When you listen to music you often miss just how much work has gone into its production before it ever reaches you. Some of it is art and some of it qualifies as pure manipulation. On the artistic side of it, include drum production. The way drums are commonly recorded in most "rock" music puts you on the drum throne. Essentially, you are not hearing the drums where they would be if you were facing the drum kit as an audience member, rather you are hearing them as they would be placed in relation to your body, were you the drummer. This means the snare drum is more prominent in the left speaker than the right, as that is where the drum would be in relation to you, if you were drumming (admittedly this would be reversed if you were left-handed).

The toms are spaced out in such a manner that the higher toms (commonly placed to the left of the other toms) are mixed more to the left speaker and vice-versa for the lower toms commonly placed on the right. Listening to Slayer or some other band with a drummer who uses a lot of toms this becomes very clear. The overall effect of this is to give you the impression you are not facing the band, so much as part of the band, right there, involved in the music.

When producing drums one of the main factors is how many microphones you can devote to each sound. Depending on what equipment you are using you can have any number of microphones on a drum kit. If you are limited by how many tracks you can have going into the main mixing board you can set up another mixing board just for drums and mix those seperately and add them into the mix later. This all depends on how much equipment you have access to.

Some drummers go a little overboard when it comes to microphones. On the and justice for all... album Lars Ulrich was said to have miked each drum and cymbal with at least 3 microphones. He basically went back and listened to the drum mix later and picked out which of the 3 mikes picked up exactly what he wanted at any given moment and used that mike for that individual note. A bit excessive, especially if you don't have all the money in the world, but that is one way to do it.

A more economically sensible way to do it is to mike each drum with a single microphone pointed at the spatial center of the drum. Not the center of the drum head, but the center of the drum itself. Also, keep the mikes pointed away from other drums lest they pick up extra noise from those drums. It might seem easier to put the mikes as far away from the drummer as possible (so they don't hit them), but that often leaves you with microphones pointing towards other drums. For the cymbals, use individual mikes, if you can afford it, or use ambient mikes that pick up everything in the room. Mix these ambient mikes in such a way so as to drop out all the bass. This way they only pick up treble and act as cymbal mikes quite nicely.

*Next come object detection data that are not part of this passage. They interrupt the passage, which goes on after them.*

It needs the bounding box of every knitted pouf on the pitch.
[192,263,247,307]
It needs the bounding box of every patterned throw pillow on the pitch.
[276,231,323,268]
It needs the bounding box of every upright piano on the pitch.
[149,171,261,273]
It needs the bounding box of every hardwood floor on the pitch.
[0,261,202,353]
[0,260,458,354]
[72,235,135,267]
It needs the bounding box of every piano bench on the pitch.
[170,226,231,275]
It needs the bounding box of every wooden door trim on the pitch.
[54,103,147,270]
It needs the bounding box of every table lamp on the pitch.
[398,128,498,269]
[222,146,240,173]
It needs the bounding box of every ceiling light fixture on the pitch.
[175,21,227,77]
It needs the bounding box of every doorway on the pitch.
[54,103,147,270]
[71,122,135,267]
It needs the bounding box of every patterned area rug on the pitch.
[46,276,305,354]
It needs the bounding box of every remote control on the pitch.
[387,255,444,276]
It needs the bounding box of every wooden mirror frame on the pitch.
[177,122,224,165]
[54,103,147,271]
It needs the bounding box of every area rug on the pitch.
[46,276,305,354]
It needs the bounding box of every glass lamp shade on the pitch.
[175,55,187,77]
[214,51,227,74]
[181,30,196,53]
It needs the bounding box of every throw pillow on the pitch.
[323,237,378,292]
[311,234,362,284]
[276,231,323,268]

For live production it totally depends what side of the production you'll be on. If you're playing, the main rule is don't piss off the sound guy. Be polite to the sound guy and he will make you sound good. If he is incompetent, you're sort of lost anyway. If you can afford your own sound people, all the better, make sure you communicate your needs to them. If you *are* the sound guy then be prepared. Have as many mikes as you're going to need. If it is a punk rock show, 3 to 4 mikes will do. Get the snare and bass sounding great and just toss the cymbals and toms on the same mikes if you want. It won't make a hell of a lot of difference for a lot of punk stuff. It you're producing a jazz band, get everything as clean as possible, mike everything. Ultimately, the rule is be prepared.

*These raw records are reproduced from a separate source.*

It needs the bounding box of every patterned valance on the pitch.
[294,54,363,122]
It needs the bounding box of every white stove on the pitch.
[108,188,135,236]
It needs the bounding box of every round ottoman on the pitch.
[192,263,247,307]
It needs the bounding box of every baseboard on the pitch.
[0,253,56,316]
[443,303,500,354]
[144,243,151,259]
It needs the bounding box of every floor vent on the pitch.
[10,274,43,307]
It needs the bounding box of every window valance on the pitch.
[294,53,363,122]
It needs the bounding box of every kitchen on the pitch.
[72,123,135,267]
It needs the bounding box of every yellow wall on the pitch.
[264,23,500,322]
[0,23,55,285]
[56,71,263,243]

When recording as the drummer, or when advising a drummer on how to play, make sure you note that steady playing is key. It's important that every snare hit be approximately as loud as the last one (assuming that's how you want it and you're not using ghost notes or anything). One thing that ruins drum production is when the drums don't sound the same from note to note. The drum will just sit there doing nothing until you hit it. Your playing it is important and needs to be even, lest it just sound like crap.